Once a Guyanese of African ancestry is associated with the government, even technocrats performing a function with a prescribed mandate, they become a sitting target for the opposition collective, including the media corps affiliated to the various opposition parties, and their attacks do not need to be based on the truth. Indeed, most often they are not.
And no matter how many times their lies and deceptions have been exposed, they continue unabated, with their divisive propaganda meant to keep the Guyanese peoples divided along racial and religious lines.
Democratic principles are based on consolidation of public freedoms and human rights, and integral to those rights is free speech, or freedom of expression and association, and this is enshrined in the Universal Declaration of Human Rights.
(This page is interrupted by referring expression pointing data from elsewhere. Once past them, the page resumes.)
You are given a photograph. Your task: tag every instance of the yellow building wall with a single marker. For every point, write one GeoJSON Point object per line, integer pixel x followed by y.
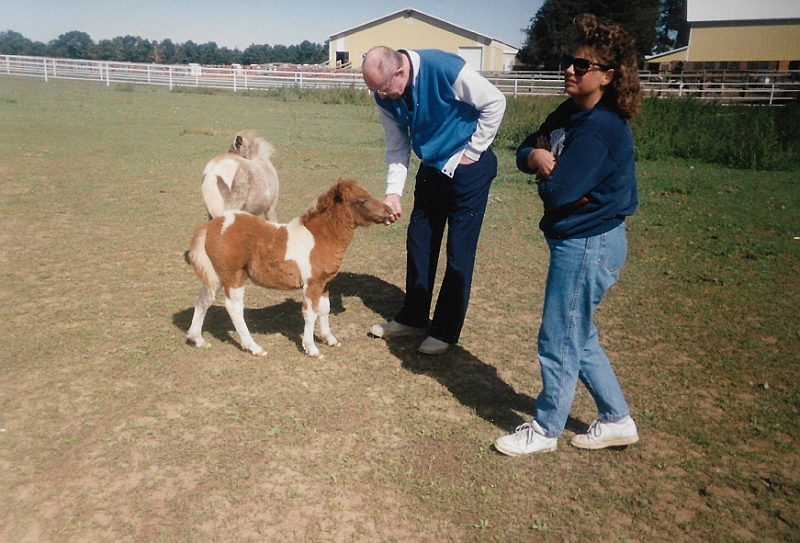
{"type": "Point", "coordinates": [412, 33]}
{"type": "Point", "coordinates": [745, 43]}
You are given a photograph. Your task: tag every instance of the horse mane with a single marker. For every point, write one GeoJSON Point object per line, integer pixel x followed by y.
{"type": "Point", "coordinates": [327, 208]}
{"type": "Point", "coordinates": [248, 145]}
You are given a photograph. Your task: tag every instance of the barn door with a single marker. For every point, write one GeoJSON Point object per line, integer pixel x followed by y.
{"type": "Point", "coordinates": [473, 56]}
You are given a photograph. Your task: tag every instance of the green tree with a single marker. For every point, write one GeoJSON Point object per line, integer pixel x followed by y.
{"type": "Point", "coordinates": [14, 43]}
{"type": "Point", "coordinates": [673, 28]}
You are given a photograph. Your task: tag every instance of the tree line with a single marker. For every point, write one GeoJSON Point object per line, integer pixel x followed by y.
{"type": "Point", "coordinates": [656, 25]}
{"type": "Point", "coordinates": [79, 45]}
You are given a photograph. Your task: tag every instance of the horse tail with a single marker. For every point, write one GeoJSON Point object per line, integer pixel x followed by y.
{"type": "Point", "coordinates": [198, 258]}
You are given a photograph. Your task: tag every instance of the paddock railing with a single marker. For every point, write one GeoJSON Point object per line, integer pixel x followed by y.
{"type": "Point", "coordinates": [772, 88]}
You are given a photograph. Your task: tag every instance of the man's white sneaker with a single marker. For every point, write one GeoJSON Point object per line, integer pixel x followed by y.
{"type": "Point", "coordinates": [431, 345]}
{"type": "Point", "coordinates": [395, 329]}
{"type": "Point", "coordinates": [528, 438]}
{"type": "Point", "coordinates": [607, 434]}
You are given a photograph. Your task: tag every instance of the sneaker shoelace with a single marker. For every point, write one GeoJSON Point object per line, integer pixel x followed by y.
{"type": "Point", "coordinates": [595, 429]}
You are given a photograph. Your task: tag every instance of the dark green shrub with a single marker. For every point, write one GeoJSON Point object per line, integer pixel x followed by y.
{"type": "Point", "coordinates": [736, 136]}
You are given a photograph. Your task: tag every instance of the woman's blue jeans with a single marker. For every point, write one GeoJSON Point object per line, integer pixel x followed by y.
{"type": "Point", "coordinates": [581, 271]}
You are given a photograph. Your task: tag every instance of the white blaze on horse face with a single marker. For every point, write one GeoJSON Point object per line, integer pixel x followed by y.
{"type": "Point", "coordinates": [226, 169]}
{"type": "Point", "coordinates": [298, 247]}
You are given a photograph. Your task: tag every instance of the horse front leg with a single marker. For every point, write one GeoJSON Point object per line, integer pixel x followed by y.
{"type": "Point", "coordinates": [310, 302]}
{"type": "Point", "coordinates": [234, 303]}
{"type": "Point", "coordinates": [324, 324]}
{"type": "Point", "coordinates": [205, 299]}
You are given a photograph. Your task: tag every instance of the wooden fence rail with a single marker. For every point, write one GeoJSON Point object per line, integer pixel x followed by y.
{"type": "Point", "coordinates": [772, 88]}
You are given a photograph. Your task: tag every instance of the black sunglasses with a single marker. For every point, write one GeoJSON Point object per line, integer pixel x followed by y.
{"type": "Point", "coordinates": [582, 65]}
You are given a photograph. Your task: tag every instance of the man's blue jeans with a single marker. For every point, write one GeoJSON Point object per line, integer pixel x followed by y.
{"type": "Point", "coordinates": [459, 203]}
{"type": "Point", "coordinates": [581, 271]}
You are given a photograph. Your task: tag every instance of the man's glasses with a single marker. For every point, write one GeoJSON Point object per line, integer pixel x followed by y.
{"type": "Point", "coordinates": [582, 65]}
{"type": "Point", "coordinates": [387, 87]}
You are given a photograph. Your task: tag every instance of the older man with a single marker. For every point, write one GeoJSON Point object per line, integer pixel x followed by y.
{"type": "Point", "coordinates": [434, 103]}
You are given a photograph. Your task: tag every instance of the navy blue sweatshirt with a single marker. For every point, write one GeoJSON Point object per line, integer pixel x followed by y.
{"type": "Point", "coordinates": [593, 185]}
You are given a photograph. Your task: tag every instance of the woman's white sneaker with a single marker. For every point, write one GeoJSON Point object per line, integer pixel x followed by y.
{"type": "Point", "coordinates": [607, 434]}
{"type": "Point", "coordinates": [528, 438]}
{"type": "Point", "coordinates": [394, 329]}
{"type": "Point", "coordinates": [434, 346]}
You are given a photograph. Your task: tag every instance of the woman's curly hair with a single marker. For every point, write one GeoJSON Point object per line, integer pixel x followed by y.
{"type": "Point", "coordinates": [613, 47]}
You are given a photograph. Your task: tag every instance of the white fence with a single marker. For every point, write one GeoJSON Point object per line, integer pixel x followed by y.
{"type": "Point", "coordinates": [765, 88]}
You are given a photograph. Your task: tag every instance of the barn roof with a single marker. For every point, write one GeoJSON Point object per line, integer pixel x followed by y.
{"type": "Point", "coordinates": [411, 12]}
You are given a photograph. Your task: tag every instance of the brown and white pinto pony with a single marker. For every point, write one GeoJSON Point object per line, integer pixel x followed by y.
{"type": "Point", "coordinates": [243, 179]}
{"type": "Point", "coordinates": [306, 253]}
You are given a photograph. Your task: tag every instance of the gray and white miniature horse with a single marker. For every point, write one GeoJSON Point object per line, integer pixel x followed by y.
{"type": "Point", "coordinates": [304, 254]}
{"type": "Point", "coordinates": [243, 179]}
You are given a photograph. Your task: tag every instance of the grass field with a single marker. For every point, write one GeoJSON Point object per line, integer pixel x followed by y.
{"type": "Point", "coordinates": [113, 428]}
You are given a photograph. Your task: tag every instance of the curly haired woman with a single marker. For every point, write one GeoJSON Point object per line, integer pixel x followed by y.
{"type": "Point", "coordinates": [583, 159]}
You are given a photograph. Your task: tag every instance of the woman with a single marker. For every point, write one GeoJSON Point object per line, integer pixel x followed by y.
{"type": "Point", "coordinates": [583, 160]}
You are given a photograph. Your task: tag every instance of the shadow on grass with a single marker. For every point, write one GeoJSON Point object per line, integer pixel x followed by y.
{"type": "Point", "coordinates": [471, 381]}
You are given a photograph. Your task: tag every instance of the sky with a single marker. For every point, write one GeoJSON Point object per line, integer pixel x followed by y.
{"type": "Point", "coordinates": [241, 23]}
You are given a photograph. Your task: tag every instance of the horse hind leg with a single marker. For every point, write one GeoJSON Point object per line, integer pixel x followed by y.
{"type": "Point", "coordinates": [324, 323]}
{"type": "Point", "coordinates": [310, 318]}
{"type": "Point", "coordinates": [205, 299]}
{"type": "Point", "coordinates": [234, 303]}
The Chapultepec Declaration, which was instituted by the Inter-American Press Association in 1994 and adopted by the Hemisphere Conference on Free Speech in Mexico on 11th March 1994, endorses this and was signed on to by the Guyanese Head of State.
However, no right is absolute because of the correlating imperative of responsibility; and while the government of a nation state has to bow to the principles of human rights, it also has to ensure that those rights are allowed under the guiding principles of responsible dissemination of information; and to guard against exploitation of those rights by persons and institutions with agendas inimical to the national good and cohesion within the society.
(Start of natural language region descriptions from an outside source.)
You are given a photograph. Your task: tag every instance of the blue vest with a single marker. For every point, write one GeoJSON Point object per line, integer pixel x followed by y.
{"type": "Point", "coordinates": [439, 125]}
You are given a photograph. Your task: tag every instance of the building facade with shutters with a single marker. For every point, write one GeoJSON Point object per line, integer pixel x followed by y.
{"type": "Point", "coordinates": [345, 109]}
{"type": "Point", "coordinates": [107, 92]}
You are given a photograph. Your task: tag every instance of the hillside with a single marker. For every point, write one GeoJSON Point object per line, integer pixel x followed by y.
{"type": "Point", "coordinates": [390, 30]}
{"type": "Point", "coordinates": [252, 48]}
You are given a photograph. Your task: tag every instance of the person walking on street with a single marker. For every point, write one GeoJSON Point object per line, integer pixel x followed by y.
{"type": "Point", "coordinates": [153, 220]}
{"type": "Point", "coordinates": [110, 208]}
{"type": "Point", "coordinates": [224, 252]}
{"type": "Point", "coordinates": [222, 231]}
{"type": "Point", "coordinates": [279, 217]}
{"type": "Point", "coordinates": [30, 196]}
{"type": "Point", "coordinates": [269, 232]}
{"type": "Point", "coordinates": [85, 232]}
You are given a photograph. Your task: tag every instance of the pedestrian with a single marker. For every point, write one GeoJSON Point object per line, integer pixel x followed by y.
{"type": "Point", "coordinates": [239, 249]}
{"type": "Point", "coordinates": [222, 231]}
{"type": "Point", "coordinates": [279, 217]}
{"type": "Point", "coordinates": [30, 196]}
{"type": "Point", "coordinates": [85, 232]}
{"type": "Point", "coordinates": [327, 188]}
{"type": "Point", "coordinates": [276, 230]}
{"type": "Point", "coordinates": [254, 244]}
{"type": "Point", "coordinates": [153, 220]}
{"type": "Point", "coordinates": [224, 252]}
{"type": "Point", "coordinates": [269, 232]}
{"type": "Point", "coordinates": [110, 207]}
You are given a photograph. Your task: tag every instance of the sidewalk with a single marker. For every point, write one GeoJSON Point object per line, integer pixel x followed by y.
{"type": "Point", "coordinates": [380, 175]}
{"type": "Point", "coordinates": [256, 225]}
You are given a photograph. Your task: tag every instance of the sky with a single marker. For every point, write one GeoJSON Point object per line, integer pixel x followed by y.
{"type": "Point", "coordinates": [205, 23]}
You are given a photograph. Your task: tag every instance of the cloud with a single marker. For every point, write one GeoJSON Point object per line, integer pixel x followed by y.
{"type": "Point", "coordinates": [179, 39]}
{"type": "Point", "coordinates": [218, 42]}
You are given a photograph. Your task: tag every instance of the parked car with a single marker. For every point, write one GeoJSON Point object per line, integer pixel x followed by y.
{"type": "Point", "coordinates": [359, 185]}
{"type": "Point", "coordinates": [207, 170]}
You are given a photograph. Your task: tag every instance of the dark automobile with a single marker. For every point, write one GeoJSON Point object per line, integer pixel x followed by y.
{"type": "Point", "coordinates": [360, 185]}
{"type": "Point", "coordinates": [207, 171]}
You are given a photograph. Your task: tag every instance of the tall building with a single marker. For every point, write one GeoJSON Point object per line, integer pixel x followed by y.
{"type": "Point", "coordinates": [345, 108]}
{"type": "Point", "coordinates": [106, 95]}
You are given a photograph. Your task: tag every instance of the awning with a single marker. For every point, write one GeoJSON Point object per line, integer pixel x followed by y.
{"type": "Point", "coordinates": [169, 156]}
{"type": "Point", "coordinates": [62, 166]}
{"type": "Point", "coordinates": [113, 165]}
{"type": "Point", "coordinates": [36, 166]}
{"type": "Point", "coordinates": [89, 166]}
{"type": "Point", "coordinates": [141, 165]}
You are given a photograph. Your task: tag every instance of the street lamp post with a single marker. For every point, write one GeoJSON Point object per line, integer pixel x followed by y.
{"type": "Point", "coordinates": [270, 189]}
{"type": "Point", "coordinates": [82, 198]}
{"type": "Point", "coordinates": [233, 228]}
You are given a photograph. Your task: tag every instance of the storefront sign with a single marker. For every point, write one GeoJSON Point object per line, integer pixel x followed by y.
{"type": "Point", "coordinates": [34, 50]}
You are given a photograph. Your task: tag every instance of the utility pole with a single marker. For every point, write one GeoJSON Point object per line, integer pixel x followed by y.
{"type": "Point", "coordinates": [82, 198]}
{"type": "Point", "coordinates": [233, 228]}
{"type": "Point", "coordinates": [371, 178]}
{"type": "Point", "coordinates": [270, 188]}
Media houses should not be allowed to breach those principles, because their mandate is only to disseminate information to the public with fairness, impartiality, and accuracy which, sadly, is far from the case in Guyana. And while it is Heads-of-States who sign on to treaties, concomitant within the structure of the formulation is the expectation that all relevant parties would adhere to the basic enshrined principles.
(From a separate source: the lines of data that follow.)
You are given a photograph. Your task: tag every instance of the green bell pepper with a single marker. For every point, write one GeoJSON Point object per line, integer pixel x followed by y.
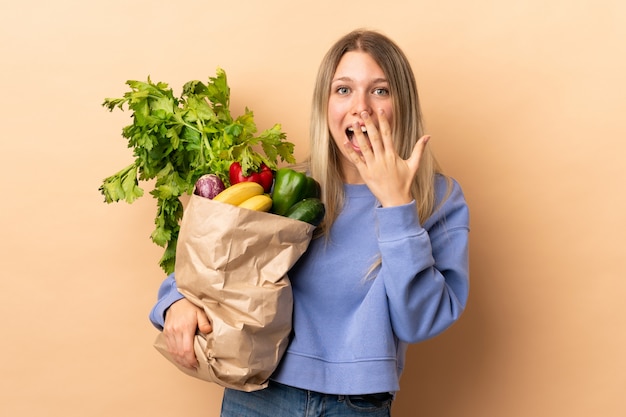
{"type": "Point", "coordinates": [290, 187]}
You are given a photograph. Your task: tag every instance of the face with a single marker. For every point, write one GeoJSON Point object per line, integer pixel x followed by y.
{"type": "Point", "coordinates": [358, 85]}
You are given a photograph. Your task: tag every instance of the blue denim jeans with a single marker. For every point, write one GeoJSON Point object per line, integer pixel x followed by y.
{"type": "Point", "coordinates": [278, 400]}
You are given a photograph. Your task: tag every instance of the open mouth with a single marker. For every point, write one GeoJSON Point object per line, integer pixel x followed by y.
{"type": "Point", "coordinates": [350, 132]}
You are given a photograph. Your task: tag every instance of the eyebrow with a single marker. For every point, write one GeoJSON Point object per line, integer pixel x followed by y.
{"type": "Point", "coordinates": [374, 81]}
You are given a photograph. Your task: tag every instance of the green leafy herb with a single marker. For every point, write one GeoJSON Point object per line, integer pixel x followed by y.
{"type": "Point", "coordinates": [176, 140]}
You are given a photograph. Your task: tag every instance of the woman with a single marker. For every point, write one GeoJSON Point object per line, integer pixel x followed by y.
{"type": "Point", "coordinates": [389, 264]}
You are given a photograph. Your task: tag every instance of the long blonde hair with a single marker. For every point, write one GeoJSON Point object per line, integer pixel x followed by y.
{"type": "Point", "coordinates": [407, 126]}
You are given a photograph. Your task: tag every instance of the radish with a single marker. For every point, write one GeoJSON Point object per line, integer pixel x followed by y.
{"type": "Point", "coordinates": [209, 185]}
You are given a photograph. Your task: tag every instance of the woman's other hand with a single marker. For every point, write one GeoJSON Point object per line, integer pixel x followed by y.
{"type": "Point", "coordinates": [388, 176]}
{"type": "Point", "coordinates": [182, 320]}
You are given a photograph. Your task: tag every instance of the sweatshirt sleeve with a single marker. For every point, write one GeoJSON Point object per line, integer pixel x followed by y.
{"type": "Point", "coordinates": [168, 295]}
{"type": "Point", "coordinates": [425, 268]}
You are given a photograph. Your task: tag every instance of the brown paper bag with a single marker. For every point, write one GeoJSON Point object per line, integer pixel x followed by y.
{"type": "Point", "coordinates": [233, 263]}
The Chapultupec Declaration states in part “The credibility of the press is linked to its commitment to truth, to the pursuit of accuracy, fairness and objectivity, and to the clear distinction between news and advertising. The attainment of these goals and the respect for ethical and professional values may not be imposed. These are the exclusive responsibility of journalists and the media.”
Private media houses in Guyana, however, while demanding all the enshrined rights of the Declaration, conveniently and dishonestly ignore and dismiss the foregoing determinants to ethical journalism, with the most creative distortions of truth a prevalent feature of ostensible news items.
The President has always said that he is willing to work with anyone who has a positive outlook. However, the destructive elements are bent on taking this country backwards, to when Guyanese used all their energy and resources to fight against each other instead of joining efforts to build a nation that can provide a good – even a brilliant future for themselves and their children.
When one remembers Guyana’s past – and the role some members of the media played in catalyzing the intermittent episodes of violence in this country, then the President and his advisor, Gail Teixeira are correct to warn against such irresponsible rhetoric; because of the potential hate speeches have to catapult murderous pogroms in a country – as it did in Rwanda.